Dengan adanya Gravity dan Interstellar dalam deretan film-film ber-setting luar angkasa, The Martian jelas tak bisa menawarkan sebuah terobosan cerita baru untuk ditawarkan kepada penontonnya. Tetapi tanpa adanya premis cerita yang baru, The Martian tetap bisa menghadirkan sebuah film bertahan hidup di luar angkasa yang sangat menyenangkan untuk diikuti. Dengan durasi 141 menit, The Martian bisa menjadi salah satu pengalaman merasakan luar angkasa di layar perak yang sangat seru. 


Satu tim dikirim oleh NASA ke planet Mars untuk bisa menemukan materi-materi kehidupan di sana. Tim tersebut terdiri dari Mark Watney (Matt Damon), Melissa Lewis (Jessica Chastain), Beth Johanssen (Kate Mara), Rick Martinez (Michael Pena), dan Chris Beck (Sebastian Stan). Di tengah perjalanan dalam menyelesaikan misinya tersebut, badai datang menghampiri mereka dan membuat mereka terpaksa harus meninggalkan planet Mars sebelum misinya selesai.

Di perjalanan menuju ke pesawat luar angkasa mereka bernama Hermes, Mark Watney terhantam oleh satelit milik tim tersebut dan membuatnya menghilang saat badai.
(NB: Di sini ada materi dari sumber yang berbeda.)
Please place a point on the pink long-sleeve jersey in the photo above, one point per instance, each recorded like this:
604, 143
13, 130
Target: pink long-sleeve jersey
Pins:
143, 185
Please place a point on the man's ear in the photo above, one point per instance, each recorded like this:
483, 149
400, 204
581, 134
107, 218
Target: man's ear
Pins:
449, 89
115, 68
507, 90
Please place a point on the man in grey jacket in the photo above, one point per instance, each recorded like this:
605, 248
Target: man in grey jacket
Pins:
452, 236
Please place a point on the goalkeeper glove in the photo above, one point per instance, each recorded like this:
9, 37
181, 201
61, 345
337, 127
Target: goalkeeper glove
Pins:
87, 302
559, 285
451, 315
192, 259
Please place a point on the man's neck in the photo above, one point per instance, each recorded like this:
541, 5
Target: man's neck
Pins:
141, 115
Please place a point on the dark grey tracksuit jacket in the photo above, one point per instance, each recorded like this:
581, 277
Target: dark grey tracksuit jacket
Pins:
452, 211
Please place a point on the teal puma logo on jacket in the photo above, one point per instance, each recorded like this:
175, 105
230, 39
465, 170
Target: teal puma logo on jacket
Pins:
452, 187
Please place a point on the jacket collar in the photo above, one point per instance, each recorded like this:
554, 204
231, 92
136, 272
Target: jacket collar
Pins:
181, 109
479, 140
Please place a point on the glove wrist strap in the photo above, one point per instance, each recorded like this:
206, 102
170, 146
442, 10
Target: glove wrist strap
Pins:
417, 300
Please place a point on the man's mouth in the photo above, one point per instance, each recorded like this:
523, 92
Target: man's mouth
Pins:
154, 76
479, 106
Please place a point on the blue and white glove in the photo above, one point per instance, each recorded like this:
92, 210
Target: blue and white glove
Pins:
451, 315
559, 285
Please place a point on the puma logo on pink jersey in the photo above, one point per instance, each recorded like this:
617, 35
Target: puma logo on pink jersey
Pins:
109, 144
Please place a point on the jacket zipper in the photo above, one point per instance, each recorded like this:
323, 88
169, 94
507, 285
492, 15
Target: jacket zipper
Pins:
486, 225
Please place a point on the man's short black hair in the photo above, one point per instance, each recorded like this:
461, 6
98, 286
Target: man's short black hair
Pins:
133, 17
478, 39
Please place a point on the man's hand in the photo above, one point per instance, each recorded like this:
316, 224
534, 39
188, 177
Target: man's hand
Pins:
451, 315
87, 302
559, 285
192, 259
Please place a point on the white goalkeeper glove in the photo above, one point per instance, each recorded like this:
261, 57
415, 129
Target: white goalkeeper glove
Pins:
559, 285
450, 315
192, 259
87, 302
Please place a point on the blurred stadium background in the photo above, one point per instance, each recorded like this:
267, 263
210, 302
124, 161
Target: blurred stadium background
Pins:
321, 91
Anggota tim berusaha untuk menyelamatkan Mark Watney, tetapi waktunya tak cukup dan mereka merasa bahwa Mark Watney terdeteksi telah meninggal karena kehilangan oksigen. Setelah anggota tim kembali ke pesawat dan menuju kembali ke bumi, Mark Watney ternyata masih selamat dan dia berusaha bertahan hidup di planet Mars sampai NASA datang menyelamatkan mereka. 


Dengan patokan yang sangat tinggi dari dua film ber-setting luar angkasa yang sama di 2 tahun berturut-turut, rasanya akan susah bagi The Martian untuk bisa mendapatkan respon serupa dari para kritikus atau penonton film. Tetapi, akan berbeda ketika film ini ditangani oleh Ridley Scott. Orang yang berhasil mengarahkan genre science fiction lewat film Prometheus, Blade Runner, atau pun film legendarisnya Alien.

Benar, The Martian bisa tampil sangat prima untuk menawarkan sebuah konflik bertahan hidup di luar angkasa yang menyenangkan dan berbeda dari film-film yang sama di genre ini. The Martian memang tak bisa menawarkan sesuatu yang baru jika dibandingkan dengan Gravity atau Interstellar. The Martian akan cenderung berpremis sama dengan Gravity tetapi juga memiliki babak yang sama dengan Interstellar. Hanya saja, The Martian memiliki nuansa yang berbeda dari dua film itu.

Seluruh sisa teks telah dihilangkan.